1993-94: New York Knicks at Houston Rockets, 84-90: The match up was supposed to be Hakeem Olajuwon versus Patrick Ewing but the deciding factor in Game 7 was John Starks, and I don’t mean that in a good way. Starks, who was absolutely unconscious in Game 6, had as chance to clinch the series in that game only to have Hakeem tip his last second jumper. Starks hot shooting did not carryover to Game 7. He shot 2-18 and helped bury the Knicks chances in a pretty close game.
2004-05: Detroit Pistons at San Antonio Spurs, 74-81: It took 11 years to get another Game 7. The Pistons had a 3-2 lead but blew clinching at home when Rasheed Wallace inexplicably left Robert Horry open for a big three. Game 7 in San Antonio didn’t exactly live up to the hype. It was tied through three quarters but it was a defensive grind and not a thing of beauty. Tim Duncan (25 points, 11 boards) and Manu Ginobili (23 pts, 5 rebs, 5 asts) were able to put them away in the end.

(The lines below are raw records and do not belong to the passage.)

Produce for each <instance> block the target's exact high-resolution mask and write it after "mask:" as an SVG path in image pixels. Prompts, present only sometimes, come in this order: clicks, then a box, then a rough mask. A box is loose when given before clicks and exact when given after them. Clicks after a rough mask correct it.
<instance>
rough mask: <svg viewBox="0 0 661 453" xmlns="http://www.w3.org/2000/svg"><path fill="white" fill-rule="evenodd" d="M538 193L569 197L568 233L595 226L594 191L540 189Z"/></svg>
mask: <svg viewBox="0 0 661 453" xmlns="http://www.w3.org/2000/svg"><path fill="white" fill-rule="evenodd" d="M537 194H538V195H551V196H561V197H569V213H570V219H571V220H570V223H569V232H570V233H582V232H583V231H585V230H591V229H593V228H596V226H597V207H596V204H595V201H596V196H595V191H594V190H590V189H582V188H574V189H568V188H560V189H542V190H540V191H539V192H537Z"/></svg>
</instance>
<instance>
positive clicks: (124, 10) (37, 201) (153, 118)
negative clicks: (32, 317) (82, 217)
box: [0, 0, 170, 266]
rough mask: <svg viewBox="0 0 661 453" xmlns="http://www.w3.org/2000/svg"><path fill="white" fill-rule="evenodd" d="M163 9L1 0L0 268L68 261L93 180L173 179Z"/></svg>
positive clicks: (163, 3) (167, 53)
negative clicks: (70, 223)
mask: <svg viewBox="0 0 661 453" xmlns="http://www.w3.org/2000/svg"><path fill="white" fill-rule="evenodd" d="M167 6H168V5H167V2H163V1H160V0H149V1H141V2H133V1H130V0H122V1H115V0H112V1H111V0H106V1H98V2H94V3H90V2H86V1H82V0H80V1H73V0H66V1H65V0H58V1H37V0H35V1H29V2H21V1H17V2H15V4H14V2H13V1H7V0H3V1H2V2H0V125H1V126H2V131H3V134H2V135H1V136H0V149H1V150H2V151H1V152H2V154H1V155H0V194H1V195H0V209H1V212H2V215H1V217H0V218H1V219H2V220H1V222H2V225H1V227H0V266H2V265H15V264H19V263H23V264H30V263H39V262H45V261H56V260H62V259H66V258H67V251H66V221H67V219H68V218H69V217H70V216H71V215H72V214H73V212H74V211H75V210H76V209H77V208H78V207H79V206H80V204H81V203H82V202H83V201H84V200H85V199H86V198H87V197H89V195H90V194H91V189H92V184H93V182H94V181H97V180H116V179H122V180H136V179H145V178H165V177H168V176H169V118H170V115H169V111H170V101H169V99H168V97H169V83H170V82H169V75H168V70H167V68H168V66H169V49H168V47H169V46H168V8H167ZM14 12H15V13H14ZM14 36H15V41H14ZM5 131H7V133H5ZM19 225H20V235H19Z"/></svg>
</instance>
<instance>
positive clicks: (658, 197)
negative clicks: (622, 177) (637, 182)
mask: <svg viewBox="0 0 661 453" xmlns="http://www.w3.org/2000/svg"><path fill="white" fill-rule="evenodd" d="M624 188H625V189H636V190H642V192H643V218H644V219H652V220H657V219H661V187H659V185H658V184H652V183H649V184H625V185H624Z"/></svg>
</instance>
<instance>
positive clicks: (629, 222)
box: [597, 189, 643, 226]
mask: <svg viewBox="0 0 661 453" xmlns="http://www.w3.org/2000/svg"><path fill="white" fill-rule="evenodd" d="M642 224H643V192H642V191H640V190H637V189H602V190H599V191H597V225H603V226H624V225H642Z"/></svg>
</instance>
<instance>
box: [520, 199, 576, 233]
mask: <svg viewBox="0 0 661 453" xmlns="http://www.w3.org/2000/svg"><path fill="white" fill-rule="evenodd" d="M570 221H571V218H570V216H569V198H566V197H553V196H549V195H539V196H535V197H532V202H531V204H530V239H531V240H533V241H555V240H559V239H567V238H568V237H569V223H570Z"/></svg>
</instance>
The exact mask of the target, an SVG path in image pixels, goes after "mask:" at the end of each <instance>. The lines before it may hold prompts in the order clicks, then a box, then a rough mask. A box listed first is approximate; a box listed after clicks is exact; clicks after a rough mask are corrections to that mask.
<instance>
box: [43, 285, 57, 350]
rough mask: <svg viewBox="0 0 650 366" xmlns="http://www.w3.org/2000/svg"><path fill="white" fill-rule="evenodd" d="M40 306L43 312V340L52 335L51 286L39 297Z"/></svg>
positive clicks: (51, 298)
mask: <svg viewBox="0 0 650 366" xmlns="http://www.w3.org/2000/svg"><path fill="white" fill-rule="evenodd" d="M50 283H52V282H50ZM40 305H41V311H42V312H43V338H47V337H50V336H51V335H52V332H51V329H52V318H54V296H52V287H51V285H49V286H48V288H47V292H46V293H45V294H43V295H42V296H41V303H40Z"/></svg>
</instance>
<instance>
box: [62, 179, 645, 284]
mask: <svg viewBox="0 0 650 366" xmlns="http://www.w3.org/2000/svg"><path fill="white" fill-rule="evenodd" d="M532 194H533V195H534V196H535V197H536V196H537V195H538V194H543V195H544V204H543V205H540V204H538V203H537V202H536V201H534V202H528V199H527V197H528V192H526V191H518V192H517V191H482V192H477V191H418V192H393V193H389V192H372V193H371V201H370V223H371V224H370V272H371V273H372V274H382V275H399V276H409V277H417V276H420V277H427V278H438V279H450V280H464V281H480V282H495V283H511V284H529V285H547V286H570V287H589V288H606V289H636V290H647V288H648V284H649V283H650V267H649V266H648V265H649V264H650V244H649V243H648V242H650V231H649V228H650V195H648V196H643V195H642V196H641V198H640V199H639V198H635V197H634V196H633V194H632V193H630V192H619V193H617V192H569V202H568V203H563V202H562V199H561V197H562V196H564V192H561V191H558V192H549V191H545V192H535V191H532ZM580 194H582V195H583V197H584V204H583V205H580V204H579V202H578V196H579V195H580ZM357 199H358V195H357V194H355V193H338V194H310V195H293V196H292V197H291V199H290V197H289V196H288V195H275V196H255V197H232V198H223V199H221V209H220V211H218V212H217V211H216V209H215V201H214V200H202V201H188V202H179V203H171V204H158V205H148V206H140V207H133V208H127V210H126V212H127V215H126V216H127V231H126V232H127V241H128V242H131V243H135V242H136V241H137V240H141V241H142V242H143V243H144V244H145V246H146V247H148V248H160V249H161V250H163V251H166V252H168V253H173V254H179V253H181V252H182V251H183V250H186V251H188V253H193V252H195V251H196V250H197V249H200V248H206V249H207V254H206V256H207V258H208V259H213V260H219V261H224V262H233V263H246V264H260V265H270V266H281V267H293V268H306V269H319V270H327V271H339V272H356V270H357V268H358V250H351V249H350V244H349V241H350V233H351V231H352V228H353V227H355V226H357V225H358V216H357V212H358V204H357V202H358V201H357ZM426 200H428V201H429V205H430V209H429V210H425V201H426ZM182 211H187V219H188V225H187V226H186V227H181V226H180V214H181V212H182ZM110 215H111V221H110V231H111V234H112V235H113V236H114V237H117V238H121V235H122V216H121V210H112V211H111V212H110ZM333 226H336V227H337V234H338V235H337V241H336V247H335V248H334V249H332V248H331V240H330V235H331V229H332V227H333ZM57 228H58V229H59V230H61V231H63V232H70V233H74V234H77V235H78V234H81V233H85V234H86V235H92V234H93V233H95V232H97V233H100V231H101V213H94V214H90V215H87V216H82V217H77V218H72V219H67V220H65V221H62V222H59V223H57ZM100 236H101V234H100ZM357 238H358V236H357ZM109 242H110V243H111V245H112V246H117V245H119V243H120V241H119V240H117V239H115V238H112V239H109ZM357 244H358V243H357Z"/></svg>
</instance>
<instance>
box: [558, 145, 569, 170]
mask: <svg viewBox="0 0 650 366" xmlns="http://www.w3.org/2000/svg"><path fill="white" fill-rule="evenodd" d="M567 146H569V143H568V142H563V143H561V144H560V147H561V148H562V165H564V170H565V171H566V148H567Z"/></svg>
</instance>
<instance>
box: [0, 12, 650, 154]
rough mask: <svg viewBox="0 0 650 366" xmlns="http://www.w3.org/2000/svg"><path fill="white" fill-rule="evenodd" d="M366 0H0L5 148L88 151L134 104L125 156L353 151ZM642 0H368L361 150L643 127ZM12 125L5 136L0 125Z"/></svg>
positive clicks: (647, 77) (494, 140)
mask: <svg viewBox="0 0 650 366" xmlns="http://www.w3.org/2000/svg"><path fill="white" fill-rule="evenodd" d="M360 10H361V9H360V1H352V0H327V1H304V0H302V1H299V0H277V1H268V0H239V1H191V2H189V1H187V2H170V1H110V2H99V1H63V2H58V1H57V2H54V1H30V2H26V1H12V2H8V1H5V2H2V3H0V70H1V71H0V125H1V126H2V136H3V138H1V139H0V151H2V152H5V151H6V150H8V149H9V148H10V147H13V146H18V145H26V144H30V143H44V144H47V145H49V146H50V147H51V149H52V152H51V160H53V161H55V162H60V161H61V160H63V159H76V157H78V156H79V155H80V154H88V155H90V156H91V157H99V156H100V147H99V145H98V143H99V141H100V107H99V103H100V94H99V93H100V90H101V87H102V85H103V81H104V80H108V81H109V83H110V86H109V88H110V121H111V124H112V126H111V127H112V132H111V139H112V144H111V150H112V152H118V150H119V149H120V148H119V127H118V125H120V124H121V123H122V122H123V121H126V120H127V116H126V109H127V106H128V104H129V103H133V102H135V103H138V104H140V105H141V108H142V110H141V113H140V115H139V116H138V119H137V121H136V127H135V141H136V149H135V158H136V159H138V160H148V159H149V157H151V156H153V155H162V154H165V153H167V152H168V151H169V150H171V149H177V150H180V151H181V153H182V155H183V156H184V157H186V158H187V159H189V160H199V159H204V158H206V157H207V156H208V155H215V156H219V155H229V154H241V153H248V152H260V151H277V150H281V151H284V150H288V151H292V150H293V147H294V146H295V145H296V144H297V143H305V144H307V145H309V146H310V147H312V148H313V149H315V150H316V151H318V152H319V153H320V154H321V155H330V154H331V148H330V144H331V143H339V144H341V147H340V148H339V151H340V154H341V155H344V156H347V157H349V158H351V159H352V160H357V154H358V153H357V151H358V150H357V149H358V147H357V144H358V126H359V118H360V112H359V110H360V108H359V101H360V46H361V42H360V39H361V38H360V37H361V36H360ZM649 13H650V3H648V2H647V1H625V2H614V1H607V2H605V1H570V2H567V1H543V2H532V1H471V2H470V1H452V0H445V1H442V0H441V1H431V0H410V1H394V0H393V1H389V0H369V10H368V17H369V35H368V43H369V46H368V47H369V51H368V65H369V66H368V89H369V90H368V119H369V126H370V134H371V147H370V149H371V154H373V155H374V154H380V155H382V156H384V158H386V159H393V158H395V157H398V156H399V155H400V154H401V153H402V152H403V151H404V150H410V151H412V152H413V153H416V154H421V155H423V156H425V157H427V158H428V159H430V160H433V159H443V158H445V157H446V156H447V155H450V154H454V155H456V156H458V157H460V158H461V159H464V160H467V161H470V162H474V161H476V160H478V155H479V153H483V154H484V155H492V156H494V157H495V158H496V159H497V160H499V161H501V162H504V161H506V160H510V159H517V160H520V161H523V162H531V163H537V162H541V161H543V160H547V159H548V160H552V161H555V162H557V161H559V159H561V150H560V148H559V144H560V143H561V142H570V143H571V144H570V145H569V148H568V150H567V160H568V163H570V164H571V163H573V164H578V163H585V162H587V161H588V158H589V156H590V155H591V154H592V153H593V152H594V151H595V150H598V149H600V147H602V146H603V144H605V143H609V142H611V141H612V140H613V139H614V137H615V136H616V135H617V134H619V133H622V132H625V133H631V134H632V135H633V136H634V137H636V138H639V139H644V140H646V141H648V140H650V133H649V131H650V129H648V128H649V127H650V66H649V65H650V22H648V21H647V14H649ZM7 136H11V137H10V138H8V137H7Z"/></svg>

2009-10: Boston Celtics at Los Angeles Lakers, 79-83: Yet another low scoring defensive battle. Kobe Bryant scored 23 points but on 6-24 shooting (but grabbed 15 boards). Certainly a fun and close game but not a thing of beauty. Metta World Peace, unphased by his bad shooting, scored 20 points on 7-18 shooting, hit a big three late.
2013-14: San Antonio Spurs at Miami Heat, 88-95: The late Game 7 wasn’t bad but was a letdown when compared to the unbelievable Game 6, where the Spurs blew a lead on Ray Allen’s unbelievable three. The Spurs stayed close but the Heat pulled away in the fourth quarter. LeBron James had about as good a Game 7 as anyone player ever (37 points, 12 rebs). Duncan played his usual great game but Tony Parker (3-12) and Danny Green (1-12) couldn’t make a shot.
4. So who will win this Game 7?
The Cavs have comeback from the dead to make this a great series but it’s hard to see a team as good as the Warriors losing a Game 7 at home.